Considering the effects of two abavementioned factors, in this research the optimization of the amount of irrigation water and nitrogen fertilizer on the quantitative and qualitative characteristics of ratoon rice was applied using the response surface method. The study site was the research farm of the Rice Research Institute located at latitude 37º 16’ N and longitude 49º 63’ E in Rasht, Iran. The studied factors included the amount of irrigation water (with upper and lower levels of 0 and 5 mm of cracks appearance in the soil, respectively) and nitrogen fertilizer (with upper and lower levels of 90 and 0 kg per hectare of pure nitrogen, respectively). As defined by equation (1), the RSM refers to a multivariate function:

(1)



Where:

Y is the response variable and x is the independent variable.

To compare the obtained model results with observed values, from the Root Mean Square Error (RMSE), Normalized Root Mean Square Error (NRMSE), Mean Bias Error (MBE), Efficiency Factor (EF), agreement index (d) and the Coefficient of Determination (R2) was used (Ahmadi et al., 2016).

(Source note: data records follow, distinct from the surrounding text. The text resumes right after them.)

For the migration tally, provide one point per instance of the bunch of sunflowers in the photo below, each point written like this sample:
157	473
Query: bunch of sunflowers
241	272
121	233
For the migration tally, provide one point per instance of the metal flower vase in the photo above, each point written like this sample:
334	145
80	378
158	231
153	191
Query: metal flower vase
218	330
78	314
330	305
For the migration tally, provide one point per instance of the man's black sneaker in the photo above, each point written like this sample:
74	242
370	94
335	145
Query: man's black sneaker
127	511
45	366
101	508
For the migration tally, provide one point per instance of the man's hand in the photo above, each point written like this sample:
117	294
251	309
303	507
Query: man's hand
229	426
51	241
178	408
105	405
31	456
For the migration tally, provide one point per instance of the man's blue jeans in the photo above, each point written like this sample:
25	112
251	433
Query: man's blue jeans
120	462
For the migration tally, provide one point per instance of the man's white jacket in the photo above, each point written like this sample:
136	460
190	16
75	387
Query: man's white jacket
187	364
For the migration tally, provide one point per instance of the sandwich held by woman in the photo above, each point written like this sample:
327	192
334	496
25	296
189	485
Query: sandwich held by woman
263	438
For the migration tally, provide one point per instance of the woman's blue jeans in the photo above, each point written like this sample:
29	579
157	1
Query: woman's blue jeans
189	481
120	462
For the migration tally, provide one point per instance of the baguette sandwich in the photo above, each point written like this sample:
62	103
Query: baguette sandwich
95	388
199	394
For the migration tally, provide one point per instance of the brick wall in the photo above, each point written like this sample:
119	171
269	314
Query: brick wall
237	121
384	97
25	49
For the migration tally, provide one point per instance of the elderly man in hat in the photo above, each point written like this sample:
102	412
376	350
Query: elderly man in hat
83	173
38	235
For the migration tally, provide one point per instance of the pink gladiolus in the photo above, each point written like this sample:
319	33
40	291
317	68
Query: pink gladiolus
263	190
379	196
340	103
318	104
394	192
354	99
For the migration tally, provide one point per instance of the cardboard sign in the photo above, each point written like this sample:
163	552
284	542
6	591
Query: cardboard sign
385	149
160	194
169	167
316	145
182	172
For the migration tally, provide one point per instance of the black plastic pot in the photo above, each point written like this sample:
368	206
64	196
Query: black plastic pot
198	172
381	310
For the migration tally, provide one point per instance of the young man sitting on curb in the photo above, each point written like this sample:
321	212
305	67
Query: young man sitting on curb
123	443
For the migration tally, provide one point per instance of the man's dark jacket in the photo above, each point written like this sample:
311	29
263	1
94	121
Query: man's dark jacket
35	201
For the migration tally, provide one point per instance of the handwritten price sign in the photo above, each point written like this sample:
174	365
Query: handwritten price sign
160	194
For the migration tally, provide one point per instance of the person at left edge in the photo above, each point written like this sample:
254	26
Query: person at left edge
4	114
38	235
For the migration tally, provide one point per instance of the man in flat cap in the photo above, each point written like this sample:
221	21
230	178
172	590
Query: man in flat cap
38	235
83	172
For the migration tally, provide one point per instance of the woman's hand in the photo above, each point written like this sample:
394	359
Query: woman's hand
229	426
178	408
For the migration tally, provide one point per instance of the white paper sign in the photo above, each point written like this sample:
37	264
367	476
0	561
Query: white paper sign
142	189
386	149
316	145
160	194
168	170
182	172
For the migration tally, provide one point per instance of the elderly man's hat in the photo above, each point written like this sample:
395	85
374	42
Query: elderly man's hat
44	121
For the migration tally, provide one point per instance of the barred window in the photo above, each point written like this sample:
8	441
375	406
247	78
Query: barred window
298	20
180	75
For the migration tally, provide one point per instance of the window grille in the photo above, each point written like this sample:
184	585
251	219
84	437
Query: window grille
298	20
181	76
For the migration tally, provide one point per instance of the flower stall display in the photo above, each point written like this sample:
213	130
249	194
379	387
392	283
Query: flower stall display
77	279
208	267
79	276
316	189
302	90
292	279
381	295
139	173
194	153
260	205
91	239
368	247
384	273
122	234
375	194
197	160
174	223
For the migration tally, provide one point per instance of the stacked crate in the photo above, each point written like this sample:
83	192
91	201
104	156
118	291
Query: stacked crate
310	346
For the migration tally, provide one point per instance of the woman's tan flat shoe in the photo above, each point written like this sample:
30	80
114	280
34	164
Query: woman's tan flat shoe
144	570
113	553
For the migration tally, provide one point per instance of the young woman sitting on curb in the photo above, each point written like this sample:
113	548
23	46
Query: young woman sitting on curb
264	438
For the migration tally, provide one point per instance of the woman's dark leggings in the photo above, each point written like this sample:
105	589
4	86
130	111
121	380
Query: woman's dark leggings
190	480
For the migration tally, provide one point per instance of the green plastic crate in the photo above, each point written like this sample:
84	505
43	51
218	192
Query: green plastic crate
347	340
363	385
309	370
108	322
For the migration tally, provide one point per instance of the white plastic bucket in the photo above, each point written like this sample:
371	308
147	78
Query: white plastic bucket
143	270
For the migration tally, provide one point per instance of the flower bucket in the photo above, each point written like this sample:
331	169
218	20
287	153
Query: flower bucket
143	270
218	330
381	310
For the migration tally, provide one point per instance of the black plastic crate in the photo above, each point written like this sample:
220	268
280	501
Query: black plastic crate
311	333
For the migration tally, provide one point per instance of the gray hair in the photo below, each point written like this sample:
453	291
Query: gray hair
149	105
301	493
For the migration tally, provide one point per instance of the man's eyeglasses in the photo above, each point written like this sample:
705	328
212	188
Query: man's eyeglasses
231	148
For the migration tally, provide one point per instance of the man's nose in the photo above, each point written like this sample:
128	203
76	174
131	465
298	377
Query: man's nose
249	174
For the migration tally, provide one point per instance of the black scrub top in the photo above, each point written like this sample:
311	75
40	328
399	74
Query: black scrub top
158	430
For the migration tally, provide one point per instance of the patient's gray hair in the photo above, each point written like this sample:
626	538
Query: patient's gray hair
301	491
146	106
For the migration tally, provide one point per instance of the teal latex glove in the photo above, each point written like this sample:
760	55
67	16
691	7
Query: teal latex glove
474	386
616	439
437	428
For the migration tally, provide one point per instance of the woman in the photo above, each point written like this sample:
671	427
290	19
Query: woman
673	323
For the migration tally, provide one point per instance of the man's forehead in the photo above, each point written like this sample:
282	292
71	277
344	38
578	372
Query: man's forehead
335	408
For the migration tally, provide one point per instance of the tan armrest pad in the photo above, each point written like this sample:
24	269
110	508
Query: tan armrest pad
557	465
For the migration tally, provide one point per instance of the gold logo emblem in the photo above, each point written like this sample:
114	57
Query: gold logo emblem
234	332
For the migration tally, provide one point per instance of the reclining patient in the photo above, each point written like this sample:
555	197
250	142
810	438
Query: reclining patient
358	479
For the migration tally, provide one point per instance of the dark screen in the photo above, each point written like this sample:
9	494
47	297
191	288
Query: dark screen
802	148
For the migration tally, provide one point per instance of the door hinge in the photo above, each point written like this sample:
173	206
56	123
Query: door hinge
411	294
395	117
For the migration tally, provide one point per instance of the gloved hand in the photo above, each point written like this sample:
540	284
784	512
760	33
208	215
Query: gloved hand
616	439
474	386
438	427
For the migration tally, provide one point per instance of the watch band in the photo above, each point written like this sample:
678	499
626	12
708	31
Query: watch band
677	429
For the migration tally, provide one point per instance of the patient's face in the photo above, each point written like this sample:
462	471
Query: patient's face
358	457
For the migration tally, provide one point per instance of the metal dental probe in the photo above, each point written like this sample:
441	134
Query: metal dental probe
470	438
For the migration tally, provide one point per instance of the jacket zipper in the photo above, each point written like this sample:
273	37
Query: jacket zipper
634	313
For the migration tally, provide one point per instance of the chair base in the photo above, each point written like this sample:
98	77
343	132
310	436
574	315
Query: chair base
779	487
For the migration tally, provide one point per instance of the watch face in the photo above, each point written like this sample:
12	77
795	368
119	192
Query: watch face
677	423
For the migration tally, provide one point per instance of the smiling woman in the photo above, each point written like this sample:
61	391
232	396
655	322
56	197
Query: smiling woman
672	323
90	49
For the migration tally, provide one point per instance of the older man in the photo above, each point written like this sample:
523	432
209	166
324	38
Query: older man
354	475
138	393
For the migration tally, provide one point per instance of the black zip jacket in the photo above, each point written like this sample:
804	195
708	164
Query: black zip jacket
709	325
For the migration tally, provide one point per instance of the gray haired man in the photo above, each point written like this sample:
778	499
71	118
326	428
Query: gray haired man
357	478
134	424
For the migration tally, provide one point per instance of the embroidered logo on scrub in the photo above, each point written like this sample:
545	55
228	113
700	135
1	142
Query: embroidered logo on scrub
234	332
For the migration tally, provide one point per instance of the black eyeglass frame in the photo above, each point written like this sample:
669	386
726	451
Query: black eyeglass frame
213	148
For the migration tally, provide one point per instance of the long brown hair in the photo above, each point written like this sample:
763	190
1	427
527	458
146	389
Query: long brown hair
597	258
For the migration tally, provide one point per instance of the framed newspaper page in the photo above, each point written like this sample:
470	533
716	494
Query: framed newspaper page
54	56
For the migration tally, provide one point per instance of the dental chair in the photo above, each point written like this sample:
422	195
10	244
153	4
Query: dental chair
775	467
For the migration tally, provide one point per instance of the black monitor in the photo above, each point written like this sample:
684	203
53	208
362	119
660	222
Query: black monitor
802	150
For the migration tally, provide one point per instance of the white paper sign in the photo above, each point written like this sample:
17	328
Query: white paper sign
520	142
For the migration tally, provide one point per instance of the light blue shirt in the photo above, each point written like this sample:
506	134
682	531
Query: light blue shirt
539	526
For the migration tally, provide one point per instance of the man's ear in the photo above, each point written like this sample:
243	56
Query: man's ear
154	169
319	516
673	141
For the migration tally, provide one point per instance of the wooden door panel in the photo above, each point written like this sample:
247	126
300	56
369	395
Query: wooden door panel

The results showed that the regression model for predicting the plant height, biomass, gel consistency and yield had an underestimation error (MBE < 0) and for other paramets had an an overestimate error (MBE<0). The value of the NRMSE was less than 0.1, so the quadratic regression model had excellent accuracy for all parameters. The two statistics EF and d, which show the efficiency of the regression model, had acceptable values (d>0.90 and EF>0). After optimization, the yield of seed and biomass was 10.5% and 0.5%, respectively, higher than the average values of these parameters in field conditions. In optimal conditions, the number of tillers, panicle length and harvest index were 1.9%, 1.4%, and 3.6% higher than the observed values, respectively, and plant height and weight of 1000 seeds were almost equal in both optimal and observational conditions. The changes in the quality indicators of gelatinization tempreture, gel consistency, amylase content percentage and grain elongation in optimal conditions compared to the observed values were 1.8 (less), 0.4 (more), zero and 6.2 (more) percent, respectively. The amount of irrigation water and nitrogen fertilizer in optimal conditions was 3.5 mm of cracking ins the soil and 68 kg.ha-1, respectively.

In this research, the effect of two factors, irrigation water and nitrogen fertilizer, was optimized using the response surface method. For this purpose, the minimum and maximum values of these factors were considered with codes of -1 and +1. The results showed that, except yield and biomass, other traits did not have uniform and regular changes with the increase of two factors, irrigation water and nitrogen fertilizer. For this reason, the overlap map of these factors was determined and it was observed that the effect of nitrogen fertilizer on most parameters was greater than that of irrigation water. The optimal range of all factors was in the values of -0.3 to +0.5 nitrogen fertilizer and -1 to +1 irrigation water and +0.5 to +1 nitrogen fertilizer and -1 to +0.7 irrigation water. Of course, a part of the overlapping area of these two ranges also lacked the optimal value for the parameters, which was considered by the surface-response method in the optimization. After optimization, it was observed that the two parameters of gelatinization degree and gel consistency were lower than the average observed values. The parameters of amylase percentage, 1000 seed weight and plant height did not change compared to the field conditions and the value of other parameters increased. To achieve these results, it is necessary to consider the amount of irrigation water in cracks of 3.5 mm and the amount of nitrogen fertilizer as 68 kg/ha.